The Rhodes blood libel is made against…
February 1840 CE
On February 17, 1840, a boy from a Greek Orthodox family in Rhodes goes for a walk and does not return.
The next day his mother reports the disappearance to the Ottoman authorities.
The island's governor, Yusuf Pasha, orders a search, but several days' efforts prove fruitless.
The European consuls press the governor to solve the case: the boy's family is Christian, though without foreign protection.
The Greek Christian population of Rhodes, meanwhile, has no doubts that the boy has been murdered by the Jews for ritual purposes.

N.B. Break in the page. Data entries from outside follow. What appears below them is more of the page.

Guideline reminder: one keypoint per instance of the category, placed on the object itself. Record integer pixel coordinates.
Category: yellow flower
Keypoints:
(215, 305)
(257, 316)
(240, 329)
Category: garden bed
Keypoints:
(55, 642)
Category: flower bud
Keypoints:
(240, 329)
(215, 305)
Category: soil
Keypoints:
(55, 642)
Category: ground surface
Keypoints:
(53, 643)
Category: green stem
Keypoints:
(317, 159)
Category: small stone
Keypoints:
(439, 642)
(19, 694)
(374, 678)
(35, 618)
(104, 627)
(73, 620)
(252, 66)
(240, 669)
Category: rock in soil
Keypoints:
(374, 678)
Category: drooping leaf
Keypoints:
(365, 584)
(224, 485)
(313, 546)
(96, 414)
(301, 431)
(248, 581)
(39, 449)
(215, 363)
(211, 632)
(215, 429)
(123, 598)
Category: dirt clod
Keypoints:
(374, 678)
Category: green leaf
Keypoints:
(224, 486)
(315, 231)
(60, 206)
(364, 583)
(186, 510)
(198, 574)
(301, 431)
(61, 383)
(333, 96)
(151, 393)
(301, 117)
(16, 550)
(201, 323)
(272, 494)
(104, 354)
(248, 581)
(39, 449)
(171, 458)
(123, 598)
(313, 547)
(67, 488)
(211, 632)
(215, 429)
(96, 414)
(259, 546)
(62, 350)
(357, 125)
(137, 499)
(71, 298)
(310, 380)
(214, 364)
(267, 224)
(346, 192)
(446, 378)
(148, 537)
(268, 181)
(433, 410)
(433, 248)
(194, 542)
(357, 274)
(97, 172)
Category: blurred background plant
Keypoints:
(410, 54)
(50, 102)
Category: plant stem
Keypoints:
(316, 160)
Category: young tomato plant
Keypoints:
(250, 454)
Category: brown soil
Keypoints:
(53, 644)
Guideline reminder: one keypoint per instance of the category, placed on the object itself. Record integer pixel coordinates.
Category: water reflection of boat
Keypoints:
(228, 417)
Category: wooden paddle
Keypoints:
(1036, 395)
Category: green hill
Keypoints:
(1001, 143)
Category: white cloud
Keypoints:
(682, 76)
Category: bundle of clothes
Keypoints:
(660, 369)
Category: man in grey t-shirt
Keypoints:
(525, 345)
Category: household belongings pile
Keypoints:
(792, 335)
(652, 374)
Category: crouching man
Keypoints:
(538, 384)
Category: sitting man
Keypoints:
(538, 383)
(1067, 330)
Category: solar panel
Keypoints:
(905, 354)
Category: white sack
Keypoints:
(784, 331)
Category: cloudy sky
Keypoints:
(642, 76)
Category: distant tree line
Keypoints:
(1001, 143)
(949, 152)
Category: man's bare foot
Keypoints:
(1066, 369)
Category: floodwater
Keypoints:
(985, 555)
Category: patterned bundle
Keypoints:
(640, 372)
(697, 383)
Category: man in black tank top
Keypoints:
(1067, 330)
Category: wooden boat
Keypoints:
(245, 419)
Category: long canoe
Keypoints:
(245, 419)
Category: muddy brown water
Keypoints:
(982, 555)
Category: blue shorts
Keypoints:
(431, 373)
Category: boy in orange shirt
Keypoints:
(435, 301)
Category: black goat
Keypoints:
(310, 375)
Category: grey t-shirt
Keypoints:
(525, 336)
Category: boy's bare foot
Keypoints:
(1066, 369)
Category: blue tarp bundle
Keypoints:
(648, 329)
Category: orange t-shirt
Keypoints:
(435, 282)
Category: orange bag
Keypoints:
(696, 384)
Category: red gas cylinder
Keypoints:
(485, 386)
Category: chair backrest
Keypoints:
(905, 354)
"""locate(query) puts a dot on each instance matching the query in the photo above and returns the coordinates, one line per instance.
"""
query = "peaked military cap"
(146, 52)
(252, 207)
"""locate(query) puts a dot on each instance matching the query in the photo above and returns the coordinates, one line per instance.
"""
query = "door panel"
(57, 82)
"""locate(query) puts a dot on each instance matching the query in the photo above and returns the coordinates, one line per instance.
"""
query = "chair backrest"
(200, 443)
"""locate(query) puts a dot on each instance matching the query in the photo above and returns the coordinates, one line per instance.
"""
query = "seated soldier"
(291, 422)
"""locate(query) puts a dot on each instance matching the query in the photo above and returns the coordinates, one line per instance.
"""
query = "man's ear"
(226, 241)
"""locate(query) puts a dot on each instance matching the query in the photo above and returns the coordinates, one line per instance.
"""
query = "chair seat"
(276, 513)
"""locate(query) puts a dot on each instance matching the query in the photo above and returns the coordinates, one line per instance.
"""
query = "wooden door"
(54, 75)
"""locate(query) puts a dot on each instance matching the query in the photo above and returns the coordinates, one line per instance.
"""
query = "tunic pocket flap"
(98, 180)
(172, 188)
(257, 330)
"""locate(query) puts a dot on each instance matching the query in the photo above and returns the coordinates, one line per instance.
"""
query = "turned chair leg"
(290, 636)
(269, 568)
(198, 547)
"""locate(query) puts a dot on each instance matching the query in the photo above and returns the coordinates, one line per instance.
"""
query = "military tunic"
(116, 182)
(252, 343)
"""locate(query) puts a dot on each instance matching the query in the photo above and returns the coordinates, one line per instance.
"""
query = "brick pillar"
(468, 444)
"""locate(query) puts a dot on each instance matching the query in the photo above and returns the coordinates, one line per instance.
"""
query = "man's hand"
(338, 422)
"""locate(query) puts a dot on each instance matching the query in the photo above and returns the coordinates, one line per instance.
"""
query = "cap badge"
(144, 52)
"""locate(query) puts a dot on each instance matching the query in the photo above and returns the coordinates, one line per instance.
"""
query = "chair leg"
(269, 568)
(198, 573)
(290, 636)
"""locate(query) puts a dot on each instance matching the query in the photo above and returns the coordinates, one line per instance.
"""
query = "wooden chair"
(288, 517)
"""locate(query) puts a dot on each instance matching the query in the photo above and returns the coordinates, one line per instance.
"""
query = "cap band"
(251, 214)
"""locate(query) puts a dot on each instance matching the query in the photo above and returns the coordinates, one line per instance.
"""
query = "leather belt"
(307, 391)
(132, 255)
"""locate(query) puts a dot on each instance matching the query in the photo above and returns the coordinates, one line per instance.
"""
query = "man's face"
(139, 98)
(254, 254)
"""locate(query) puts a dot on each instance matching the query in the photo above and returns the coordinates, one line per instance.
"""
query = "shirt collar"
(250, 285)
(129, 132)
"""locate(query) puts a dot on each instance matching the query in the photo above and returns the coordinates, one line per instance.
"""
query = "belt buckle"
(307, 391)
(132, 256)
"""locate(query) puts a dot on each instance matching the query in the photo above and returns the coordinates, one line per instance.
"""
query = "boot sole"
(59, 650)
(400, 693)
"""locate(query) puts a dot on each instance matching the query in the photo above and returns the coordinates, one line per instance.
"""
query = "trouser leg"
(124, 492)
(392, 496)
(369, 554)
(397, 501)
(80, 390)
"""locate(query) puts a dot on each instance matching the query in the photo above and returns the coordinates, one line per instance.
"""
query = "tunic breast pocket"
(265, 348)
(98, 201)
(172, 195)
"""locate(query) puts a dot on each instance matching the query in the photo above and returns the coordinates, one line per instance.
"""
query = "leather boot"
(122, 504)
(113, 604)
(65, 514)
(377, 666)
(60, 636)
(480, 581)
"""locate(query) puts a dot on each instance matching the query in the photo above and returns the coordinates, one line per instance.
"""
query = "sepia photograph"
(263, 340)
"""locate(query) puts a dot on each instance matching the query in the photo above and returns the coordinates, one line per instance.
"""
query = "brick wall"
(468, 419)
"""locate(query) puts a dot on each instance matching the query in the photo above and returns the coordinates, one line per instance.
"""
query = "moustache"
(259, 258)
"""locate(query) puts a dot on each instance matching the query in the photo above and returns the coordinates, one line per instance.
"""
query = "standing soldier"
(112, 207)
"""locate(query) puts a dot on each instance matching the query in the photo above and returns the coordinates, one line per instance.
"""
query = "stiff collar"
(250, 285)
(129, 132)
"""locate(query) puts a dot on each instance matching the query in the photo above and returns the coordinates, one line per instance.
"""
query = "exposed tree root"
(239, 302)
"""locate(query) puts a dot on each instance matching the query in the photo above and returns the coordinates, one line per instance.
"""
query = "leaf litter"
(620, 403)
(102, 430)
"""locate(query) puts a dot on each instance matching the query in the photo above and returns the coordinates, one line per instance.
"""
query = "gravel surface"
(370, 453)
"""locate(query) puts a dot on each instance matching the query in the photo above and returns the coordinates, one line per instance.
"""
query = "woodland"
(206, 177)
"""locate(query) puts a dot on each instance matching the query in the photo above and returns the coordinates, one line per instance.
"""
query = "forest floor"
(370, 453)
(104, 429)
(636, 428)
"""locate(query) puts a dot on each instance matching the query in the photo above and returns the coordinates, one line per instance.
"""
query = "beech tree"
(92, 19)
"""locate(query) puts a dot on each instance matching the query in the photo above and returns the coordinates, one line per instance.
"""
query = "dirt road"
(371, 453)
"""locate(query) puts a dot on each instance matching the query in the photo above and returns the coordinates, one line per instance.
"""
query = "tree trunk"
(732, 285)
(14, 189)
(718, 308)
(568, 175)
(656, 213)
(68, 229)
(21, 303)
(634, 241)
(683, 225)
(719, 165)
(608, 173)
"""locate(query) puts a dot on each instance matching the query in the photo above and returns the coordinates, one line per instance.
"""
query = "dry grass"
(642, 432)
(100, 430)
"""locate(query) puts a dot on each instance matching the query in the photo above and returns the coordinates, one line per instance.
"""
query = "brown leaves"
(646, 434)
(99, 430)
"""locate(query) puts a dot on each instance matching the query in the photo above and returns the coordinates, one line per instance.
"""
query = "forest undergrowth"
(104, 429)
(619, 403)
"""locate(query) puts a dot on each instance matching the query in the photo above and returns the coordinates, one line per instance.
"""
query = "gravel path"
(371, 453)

The assurance of the local Christians having been impressed upon the Ottoman authorities, they begin searching the Jewish quarter, again in vain.
Several days later, two Greek women report having seen the boy walking towards the city of Rhodes accompanied by four Jews.
The women claim that one of the Jews was Eliakim Stamboli, who is arrested, questioned, and subjected to five hundred blows of the bastinado.
On February 23, he is interrogated again and tortured in the presence of many dignitaries, including the governor, the qadi (Muslim judge), the Greek archbishop, and European consuls.
Under severe torture, Stamboli confesses to the ritual murder charge and incriminates other Jews, opening the door to further arrests.
Some half dozen Jews are accused of the crime and tortured, and the chief rabbi is intensely questioned as to whether Jews practice ritual murder.
At the instigation of the Greek clergy and the European consuls, the governor Yusuf Pasha blockades the Jewish quarter on the eve of Purim and arrests Jacob Israel the chief rabbi.
The inhabitants can obtain neither food nor fresh water.
The Jews thwart a subversive attempt to smuggle a dead body into the Jewish quarter.
The Muslim authorities, on the whole, are not keen to pursue the ritual murder accusation against the Jews.
The Muslim official in charge of the blockade is found smuggling bread to the imprisoned residents; at the insistence of the British consul, he is bastinadoed and dismissed from service.
The qadi openly sympathizes with the Jews.
At the end of February, he initiates further hearings on the case, after which evidence is declared insufficient to convict the prisoners.
The governor, on the other hand, refuses to lift the blockade of the Jewish quarter, though he seems to waver somewhat.